Coalition talks are a courtship ritual that has no relation to outcome. Why go through the trouble?
By JERUSALEM POST STAFFanshel 88(photo credit: )
After last week's empty gestures and pointless "consultations" between the parties and the president over who should form a coalition, while the real business was going on in secret meetings between Ehud Olmert and Amir Peretz, we're in for a second week of political farce. The "coalition talks" that started Sunday in Kfar Hamaccabiah are no more than a meaningless courtship ritual that has virtually no relationship to the final outcome.
This is the hour of the lawyers and various other power brokers, who have met each other across the same table in countless similar negotiations. The only difference now is that some who used to be on the same team are now sitting opposite each other.
Premier league attorneys David Liba'i and Ram Caspi were once permanent fixtures of the Labor team, but Caspi moved with his old friend Shimon Peres and is now on the Kadima bench. The same goes for spin-doctor Eyal Arad, who met his former Likud teammates Limor Livnat and Gideon Sa'ar - this time as adversary.
Only David Glass gave a sense of permanency; Rabbi Ovadia Yosef's lawyer and confidant has been chief Shas negotiator since the party's first election campaign in 1984. When reporters asked him how the talks were going, he gave his usual half-smile and said, "They [Kadima] want us in. We can be finished in 10 days, by the end of Pessah."
He knows that it could actually be over in less than 10 hours, and that's what is going to eventually happen. After the empty meetings and artificial crises, Olmert will get down to business in a few quick, one-on-one meetings with Peretz, Eli Yishai and Avigdor Lieberman, and the coalition will be cobbled together in time to be sworn in before the deadline.
Olmert's choice among one of three possible coalitions - Labor-Lieberman-haredim, Labor-haredim and Lieberman-haredim - will not be determined by the outcome of this week's talks but by the political calculations of each party leader, who will have to decide between leading the way into the wilderness of opposition and going back to his colleagues or his rabbi with a raw deal.
So why go to all the trouble of conducting endless rounds of talks? Why go into the nitpicking details of coalition guidelines, state budgets and imaginary peace plans? One reason is to provide time for the leaders to get their own houses in order. Rebellious MKs have to be put in line, hatchets buried and power shared between rival factions before the political establishment can settle down after the elections to another few years of misrule.
The Kfar Hamaccabiah talks are also a useful smoke screen for the real negotiations, which need time. The leaders want to wear out the wanna-be ministers in their parties and bring down their demands.
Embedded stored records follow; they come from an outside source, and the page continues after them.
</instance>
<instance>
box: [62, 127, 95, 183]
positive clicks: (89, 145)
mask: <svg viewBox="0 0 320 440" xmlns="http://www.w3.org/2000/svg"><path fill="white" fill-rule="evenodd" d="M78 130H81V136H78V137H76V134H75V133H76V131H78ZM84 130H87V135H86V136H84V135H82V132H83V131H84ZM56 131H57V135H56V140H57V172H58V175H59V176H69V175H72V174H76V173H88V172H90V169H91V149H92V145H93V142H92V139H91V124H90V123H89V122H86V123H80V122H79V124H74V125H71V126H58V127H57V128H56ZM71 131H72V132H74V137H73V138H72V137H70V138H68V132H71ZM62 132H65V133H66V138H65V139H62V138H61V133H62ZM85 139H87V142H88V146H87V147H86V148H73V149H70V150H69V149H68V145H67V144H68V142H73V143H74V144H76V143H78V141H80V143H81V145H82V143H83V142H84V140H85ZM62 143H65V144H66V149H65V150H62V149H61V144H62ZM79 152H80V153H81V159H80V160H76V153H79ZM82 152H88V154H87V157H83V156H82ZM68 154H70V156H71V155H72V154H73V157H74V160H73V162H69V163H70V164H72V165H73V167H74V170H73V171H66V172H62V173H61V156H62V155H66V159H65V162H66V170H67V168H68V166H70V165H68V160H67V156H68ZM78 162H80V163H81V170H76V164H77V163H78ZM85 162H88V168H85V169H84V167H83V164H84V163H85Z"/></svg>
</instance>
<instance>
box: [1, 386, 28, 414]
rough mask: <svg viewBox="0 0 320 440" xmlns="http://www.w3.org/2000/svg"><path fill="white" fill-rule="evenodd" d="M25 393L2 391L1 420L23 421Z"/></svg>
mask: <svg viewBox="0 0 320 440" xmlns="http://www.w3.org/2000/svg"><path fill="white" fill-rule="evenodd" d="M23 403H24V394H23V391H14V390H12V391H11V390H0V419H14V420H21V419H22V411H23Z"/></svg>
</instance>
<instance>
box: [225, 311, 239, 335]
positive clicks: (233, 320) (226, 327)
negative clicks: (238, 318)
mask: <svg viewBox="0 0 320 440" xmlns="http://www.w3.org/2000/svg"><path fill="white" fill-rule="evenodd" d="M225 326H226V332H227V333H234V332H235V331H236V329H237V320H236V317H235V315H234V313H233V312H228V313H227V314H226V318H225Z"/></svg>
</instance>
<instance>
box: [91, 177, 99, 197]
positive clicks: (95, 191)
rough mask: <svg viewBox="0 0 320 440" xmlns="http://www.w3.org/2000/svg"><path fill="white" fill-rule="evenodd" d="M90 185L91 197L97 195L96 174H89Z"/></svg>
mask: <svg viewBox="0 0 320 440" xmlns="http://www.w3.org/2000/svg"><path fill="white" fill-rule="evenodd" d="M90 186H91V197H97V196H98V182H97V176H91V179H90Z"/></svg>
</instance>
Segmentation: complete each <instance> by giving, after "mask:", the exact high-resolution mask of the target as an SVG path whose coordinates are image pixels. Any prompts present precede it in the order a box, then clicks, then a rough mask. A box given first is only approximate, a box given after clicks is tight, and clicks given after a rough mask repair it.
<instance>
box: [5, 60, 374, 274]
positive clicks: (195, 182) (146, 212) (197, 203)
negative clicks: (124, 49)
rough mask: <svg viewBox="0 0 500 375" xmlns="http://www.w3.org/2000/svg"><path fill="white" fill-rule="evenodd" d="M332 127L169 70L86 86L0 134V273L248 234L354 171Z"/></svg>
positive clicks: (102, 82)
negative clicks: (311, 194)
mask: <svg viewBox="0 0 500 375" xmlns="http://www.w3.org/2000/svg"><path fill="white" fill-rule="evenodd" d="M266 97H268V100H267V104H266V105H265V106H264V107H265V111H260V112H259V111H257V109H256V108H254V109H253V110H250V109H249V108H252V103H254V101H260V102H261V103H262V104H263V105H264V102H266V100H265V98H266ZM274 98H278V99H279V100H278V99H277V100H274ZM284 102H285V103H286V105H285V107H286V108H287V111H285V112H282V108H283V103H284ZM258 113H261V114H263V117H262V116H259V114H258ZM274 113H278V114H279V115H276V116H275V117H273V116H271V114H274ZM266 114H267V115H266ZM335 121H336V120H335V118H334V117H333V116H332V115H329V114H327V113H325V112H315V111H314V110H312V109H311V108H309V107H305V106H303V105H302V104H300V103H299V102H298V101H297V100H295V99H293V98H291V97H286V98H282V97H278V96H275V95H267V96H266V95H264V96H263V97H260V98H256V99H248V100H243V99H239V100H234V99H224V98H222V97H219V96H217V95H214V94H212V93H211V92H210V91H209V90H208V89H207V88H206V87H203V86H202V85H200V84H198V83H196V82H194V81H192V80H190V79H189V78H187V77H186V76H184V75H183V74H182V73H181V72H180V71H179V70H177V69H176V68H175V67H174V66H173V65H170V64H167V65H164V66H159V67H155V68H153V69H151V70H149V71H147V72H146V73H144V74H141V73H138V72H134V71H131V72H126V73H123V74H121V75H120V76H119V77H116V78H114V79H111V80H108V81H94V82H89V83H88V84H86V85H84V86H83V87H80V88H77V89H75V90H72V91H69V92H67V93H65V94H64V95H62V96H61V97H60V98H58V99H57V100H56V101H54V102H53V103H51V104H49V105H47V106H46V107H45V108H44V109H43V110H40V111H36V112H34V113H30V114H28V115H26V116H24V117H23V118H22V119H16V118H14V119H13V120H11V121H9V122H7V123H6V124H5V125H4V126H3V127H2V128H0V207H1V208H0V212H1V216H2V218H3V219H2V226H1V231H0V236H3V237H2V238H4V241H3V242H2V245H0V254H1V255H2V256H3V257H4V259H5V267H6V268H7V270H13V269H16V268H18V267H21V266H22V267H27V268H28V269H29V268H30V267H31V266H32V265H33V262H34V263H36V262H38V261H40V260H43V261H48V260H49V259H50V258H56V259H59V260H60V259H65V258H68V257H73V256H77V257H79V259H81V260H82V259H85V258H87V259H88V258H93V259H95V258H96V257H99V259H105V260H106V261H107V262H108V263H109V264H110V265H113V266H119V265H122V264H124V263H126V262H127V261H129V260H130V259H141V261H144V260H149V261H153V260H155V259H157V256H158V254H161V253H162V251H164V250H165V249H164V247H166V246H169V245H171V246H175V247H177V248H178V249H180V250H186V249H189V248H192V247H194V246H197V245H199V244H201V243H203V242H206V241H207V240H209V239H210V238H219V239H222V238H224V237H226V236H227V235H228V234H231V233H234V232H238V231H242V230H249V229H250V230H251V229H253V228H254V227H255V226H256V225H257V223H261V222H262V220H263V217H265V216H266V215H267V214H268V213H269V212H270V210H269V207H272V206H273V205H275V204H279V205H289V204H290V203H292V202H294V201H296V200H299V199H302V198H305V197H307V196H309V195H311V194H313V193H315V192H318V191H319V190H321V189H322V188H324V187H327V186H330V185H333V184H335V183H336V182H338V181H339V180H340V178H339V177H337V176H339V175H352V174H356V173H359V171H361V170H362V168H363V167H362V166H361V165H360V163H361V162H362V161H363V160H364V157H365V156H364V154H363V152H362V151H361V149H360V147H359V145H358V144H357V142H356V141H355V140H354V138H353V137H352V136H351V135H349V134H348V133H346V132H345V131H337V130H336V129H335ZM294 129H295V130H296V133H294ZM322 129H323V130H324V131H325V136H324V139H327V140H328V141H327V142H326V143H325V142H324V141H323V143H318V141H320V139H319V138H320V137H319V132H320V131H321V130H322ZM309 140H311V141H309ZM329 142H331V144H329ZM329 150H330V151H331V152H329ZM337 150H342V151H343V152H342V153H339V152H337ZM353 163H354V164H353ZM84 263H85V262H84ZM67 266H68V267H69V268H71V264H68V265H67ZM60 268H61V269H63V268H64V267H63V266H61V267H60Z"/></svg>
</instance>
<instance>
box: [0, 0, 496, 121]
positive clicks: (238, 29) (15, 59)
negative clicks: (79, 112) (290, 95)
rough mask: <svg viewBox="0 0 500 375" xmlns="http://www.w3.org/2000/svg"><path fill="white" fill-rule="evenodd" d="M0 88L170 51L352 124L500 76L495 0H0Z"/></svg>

But the talks are most of all a charade aimed at us, the public. By spending endless hours on principle and policy, the negotiating teams create a semblance of order and reason. They want us to have the illusion that the country isn't being run on a hit-and-miss system of governance by circumstance. A month from now, there will be a new administration that, like most Israel has known over the years, will try to survive from day to day. But for now it seems as if a group of responsible grown-ups are making plans for all of us.
Well, at least these talks aren't costing us more than the price of the orange juice and rugelach. The lawyers, who usually charge $500 per hour, are doing this for free, as the prestige they gain from taking part in the talks is priceless.